Ensure that you have upgraded all nodes in the cluster to the same version before you perform these steps. Otherwise, none of the nodes in your cluster will start.

  1. On all nodes in the cluster, start the PCE:

    sudo -u ilo-pce illumio-pce-ctl start --runlevel 1

  2. For some upgrades, you might be prompted to upgrade the database PostgreSQL software on one of the data nodes.

    At the prompt, enter yes to continue the upgrade.

    If you do not see this prompt, go to the next step.

    Upgrade needed. The agent database is currently running at postgres 
version 9.6 and needs to be upgraded to version 11.4
Upgrade needed. The traffic database is currently running at postgres 
version 9.6 and needs to be upgraded to version 11.4
The PCE software will now upgrade to a newer version of the postgres 
software from an older version.
You need to migrate the PCE database after this process has finished.
Prior to this upgrade, Illumio recommends you make a backup of the 
relevant data directories:
/var/illumio_pce_data/persistent
The upgrade must not be interrupted, otherwise the data might get 
corrupted and prevent the PCE from starting.
Do you wish to continue with the database upgrade. [yes/no]: yes
Proceeding with database upgrade.
Please wait until the system has reached runlevel 1.

  3. On all nodes in the cluster, verify the PCE status:

    sudo -u ilo-pce illumio-pce-ctl status -sv --wait

  4. Verify that the runlevel is 1:

    sudo -u ilo-pce illumio-pce-ctl get-runlevel

  5. On any node in the PCE cluster, migrate the database to the latest schema version:

    sudo -u ilo-pce illumio-pce-db-management migrate

Set Runlevel 5

Bring the PCE to runlevel 5, full operation:

sudo -u ilo-pce illumio-pce-ctl set-runlevel 5

Important

If you did not run the illumio-pce-db-management migrate command on the primary database, you cannot bring the node up to runlevel 5 and you cannot start the other nodes in the cluster. If some of the nodes in the cluster are already running, they will shut down until you successfully migrate the database.

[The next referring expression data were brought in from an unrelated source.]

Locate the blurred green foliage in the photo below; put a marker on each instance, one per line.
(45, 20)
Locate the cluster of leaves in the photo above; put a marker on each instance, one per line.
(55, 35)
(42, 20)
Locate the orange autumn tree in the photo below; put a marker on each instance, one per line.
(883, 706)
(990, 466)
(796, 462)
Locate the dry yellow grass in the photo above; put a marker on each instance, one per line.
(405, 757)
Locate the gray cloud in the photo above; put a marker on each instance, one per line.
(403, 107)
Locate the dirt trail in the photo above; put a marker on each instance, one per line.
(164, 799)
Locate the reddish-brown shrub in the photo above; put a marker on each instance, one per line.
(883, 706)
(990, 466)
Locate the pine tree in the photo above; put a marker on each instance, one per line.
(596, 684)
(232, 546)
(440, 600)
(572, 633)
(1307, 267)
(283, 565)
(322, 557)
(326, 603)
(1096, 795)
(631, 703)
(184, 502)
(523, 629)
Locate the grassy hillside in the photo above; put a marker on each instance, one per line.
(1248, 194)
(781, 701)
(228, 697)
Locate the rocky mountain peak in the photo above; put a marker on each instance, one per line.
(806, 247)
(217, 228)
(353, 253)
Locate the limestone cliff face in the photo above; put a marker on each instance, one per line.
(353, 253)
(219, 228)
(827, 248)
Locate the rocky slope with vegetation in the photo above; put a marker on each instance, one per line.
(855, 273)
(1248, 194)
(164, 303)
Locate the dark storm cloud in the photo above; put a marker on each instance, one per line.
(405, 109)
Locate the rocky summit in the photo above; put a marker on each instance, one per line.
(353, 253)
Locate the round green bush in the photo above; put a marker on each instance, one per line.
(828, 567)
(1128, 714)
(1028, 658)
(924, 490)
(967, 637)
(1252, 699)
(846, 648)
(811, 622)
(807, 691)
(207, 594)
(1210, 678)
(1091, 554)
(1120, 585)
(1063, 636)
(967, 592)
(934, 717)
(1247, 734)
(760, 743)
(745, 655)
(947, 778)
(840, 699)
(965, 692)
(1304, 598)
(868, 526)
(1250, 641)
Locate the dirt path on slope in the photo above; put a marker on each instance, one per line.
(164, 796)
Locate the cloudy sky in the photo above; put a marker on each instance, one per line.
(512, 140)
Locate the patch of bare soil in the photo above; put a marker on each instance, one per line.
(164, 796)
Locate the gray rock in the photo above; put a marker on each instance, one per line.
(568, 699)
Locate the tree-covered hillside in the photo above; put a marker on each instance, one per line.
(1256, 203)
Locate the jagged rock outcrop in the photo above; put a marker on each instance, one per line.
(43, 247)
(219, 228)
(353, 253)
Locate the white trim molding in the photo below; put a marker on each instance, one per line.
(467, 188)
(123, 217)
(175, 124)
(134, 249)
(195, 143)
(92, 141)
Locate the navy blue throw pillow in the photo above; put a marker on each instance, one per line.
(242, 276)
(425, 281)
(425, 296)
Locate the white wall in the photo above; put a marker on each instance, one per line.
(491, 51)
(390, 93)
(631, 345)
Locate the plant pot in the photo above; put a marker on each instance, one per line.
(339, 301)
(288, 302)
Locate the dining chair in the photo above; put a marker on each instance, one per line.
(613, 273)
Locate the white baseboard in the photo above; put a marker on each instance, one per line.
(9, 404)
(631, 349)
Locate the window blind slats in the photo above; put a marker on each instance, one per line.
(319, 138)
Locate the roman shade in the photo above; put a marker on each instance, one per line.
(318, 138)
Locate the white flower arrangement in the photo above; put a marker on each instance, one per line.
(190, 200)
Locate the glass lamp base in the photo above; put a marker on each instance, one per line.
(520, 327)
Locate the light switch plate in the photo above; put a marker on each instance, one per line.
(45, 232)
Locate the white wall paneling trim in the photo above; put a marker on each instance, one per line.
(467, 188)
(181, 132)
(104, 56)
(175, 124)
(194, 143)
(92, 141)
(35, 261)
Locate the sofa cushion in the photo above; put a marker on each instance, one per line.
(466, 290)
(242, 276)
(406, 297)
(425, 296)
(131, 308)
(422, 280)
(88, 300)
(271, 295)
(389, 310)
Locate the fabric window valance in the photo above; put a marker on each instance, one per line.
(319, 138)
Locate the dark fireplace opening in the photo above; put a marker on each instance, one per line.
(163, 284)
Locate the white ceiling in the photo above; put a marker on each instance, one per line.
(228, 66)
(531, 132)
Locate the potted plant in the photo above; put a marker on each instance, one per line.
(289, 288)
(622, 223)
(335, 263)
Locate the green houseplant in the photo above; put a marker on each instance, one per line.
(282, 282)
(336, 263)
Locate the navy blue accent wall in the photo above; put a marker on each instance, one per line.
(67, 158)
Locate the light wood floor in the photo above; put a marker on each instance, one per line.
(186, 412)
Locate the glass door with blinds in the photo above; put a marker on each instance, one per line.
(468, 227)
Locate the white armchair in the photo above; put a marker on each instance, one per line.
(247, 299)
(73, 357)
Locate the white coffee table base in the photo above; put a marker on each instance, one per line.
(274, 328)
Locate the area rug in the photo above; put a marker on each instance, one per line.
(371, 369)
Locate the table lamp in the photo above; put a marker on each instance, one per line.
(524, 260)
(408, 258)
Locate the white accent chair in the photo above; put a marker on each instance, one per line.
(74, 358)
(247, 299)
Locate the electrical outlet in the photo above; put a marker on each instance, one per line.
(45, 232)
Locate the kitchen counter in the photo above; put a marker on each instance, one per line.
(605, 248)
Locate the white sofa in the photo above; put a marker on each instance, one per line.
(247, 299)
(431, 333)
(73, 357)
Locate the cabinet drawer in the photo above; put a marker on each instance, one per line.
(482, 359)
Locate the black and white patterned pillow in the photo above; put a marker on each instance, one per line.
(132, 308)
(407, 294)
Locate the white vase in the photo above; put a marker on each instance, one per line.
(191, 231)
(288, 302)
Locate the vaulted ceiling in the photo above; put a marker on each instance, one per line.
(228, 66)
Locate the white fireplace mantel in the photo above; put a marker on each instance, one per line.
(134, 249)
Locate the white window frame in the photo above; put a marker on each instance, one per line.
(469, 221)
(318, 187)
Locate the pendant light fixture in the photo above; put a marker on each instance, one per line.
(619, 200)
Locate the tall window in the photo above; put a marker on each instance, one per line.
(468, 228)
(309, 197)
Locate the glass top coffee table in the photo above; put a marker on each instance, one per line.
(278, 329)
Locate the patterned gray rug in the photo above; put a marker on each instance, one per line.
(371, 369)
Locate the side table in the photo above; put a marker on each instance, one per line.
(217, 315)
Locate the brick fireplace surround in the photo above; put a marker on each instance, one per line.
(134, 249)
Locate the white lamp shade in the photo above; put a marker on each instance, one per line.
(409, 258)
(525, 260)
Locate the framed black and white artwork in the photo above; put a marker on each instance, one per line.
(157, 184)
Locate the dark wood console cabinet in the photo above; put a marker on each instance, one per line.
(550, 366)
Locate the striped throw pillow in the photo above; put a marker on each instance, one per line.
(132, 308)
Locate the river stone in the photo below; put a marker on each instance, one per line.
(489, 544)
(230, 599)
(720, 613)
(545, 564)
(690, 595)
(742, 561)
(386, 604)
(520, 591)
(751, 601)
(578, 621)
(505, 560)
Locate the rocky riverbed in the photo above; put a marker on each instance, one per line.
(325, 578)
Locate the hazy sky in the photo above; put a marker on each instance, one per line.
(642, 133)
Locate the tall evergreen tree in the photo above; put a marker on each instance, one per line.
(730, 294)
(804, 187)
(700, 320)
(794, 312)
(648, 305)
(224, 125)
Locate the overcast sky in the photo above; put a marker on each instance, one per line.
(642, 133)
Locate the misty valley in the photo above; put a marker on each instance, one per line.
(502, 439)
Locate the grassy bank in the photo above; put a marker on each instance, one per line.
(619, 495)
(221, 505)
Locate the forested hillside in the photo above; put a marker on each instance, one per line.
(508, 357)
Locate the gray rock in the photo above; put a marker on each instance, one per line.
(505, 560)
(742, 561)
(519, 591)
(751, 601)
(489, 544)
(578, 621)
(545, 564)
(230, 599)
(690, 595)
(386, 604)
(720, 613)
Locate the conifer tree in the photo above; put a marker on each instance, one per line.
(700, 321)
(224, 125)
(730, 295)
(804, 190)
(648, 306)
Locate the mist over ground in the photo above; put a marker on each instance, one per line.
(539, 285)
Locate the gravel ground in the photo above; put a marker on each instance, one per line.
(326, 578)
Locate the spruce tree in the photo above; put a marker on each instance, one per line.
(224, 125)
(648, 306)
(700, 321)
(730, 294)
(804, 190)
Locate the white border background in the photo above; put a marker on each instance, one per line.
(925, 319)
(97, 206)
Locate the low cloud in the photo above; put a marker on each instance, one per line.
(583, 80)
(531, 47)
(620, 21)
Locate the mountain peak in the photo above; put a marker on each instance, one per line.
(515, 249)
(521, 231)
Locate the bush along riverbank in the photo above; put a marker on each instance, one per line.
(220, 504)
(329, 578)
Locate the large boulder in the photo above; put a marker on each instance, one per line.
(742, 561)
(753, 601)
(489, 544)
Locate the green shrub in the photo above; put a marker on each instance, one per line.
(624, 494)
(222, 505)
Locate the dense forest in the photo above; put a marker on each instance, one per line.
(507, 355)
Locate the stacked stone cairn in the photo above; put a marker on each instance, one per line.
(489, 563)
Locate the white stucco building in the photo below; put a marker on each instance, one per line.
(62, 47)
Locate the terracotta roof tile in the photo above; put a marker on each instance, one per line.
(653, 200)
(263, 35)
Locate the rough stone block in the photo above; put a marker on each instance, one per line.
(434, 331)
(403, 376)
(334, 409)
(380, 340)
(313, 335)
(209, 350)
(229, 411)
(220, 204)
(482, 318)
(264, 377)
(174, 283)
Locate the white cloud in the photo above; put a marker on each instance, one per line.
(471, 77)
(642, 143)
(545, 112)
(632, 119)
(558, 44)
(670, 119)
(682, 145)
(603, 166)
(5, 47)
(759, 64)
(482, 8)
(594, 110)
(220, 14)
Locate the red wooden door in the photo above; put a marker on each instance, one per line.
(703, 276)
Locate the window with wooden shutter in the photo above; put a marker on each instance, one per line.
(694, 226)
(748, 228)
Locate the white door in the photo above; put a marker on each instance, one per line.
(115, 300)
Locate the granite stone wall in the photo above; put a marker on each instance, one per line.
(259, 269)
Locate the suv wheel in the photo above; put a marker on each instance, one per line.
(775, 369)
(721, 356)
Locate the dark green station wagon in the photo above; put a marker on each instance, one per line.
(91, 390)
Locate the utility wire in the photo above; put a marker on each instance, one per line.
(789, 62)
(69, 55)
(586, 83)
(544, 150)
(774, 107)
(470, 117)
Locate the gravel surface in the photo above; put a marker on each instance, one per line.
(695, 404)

If you attempt to start the upgraded PCE cluster without migrating the database, this error is displayed:

sudo -u ilo-pce illumio-pce-ctl start
Starting Illumio Runtime STARTING 20.96s
$ 
$ Stopping PCE software: DB migrations mismatch for DB: 
avenger_executor_dev: Missing migrations.

Verify Success

Upgrading to RHEL 9

You can upgrade your PCE operating system to RHEL 9 while also upgrading your PCE. When upgrading from a previous operating system and previous PCE release, follow these recommended additional steps.

  1. Upgrade the PCE, using the steps outlined earlier in this topic.

  2. Take a backup of the upgraded PCE. Store the backup in a safe storage.

  3. Upgrade the operating system to RHEL 9.

  4. Install the same PCE version you upgraded to in step 1 on RHEL 9.

  5. Restore the backup that was made in step 2.

For details on steps 2 through 5, see "Upgrade the OS on a Running PCE" in the PCE Administration Guide.